Publicado 07/08/2026 23:49

O Conselho de Segurança alerta para uma escalada no Iêmen e pede aos houthis que suspendam seus ataques

NAÇÕES UNIDAS, 14 de julho de 2026  -- O Conselho de Segurança da ONU realizou uma reunião de emergência sobre a situação no Oriente Médio na sede da ONU em Nova York, em 13 de julho de 2026. Um representante chinês expressou, na segunda-feira, séria preo
Europa Press/Contacto/Manuel Elias

MADRID 8 ago. (EUROPA PRESS) -

O Conselho de Segurança das Nações Unidas manifestou nesta sexta-feira sua preocupação com o aumento das tensões no Iêmen e instou a evitar qualquer ação que possa colocar em risco os esforços diplomáticos para alcançar a paz ou que comprometa a segurança regional e internacional.
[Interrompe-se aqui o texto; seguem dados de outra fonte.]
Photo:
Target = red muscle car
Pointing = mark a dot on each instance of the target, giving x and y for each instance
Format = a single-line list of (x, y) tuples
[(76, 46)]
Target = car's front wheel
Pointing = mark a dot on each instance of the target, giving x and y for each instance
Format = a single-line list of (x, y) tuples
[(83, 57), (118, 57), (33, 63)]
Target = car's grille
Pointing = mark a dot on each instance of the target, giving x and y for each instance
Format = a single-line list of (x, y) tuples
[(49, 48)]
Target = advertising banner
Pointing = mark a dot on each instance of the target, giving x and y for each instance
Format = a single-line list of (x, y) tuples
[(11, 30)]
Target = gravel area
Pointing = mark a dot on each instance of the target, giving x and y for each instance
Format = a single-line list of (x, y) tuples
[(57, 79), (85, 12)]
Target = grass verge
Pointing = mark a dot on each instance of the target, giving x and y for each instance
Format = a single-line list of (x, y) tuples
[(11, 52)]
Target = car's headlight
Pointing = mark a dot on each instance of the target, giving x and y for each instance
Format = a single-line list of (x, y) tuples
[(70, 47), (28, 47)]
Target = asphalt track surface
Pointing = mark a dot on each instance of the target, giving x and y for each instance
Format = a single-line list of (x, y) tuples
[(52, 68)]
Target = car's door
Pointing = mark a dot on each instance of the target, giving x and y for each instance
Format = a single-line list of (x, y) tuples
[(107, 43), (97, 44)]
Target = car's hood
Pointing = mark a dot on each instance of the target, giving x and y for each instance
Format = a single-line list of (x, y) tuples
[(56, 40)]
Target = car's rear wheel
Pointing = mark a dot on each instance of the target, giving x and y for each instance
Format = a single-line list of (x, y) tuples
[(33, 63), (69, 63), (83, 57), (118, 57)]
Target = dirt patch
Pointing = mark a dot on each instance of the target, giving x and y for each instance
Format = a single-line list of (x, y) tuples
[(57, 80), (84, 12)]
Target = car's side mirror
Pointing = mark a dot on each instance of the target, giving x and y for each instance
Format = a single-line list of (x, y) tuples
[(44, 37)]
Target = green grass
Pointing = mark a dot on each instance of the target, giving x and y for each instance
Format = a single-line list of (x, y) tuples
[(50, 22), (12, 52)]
Os membros desse órgão condenaram, em um comunicado, as aterrissagens não autorizadas de aeronaves registradas em 3 de julho no Aeroporto Internacional de Sanaa e em 13 de julho em Hudaydah, considerando que ocorreram sem o consentimento do governo iemenita e violaram as normas internacionais da aviação civil.

O Conselho também repreendeu os ataques com mísseis atribuídos aos houthis contra a Arábia Saudita desde 13 de julho, bem como as ações dirigidas contra navios comerciais a partir de 22 de julho, em um contexto de crescente tensão na região.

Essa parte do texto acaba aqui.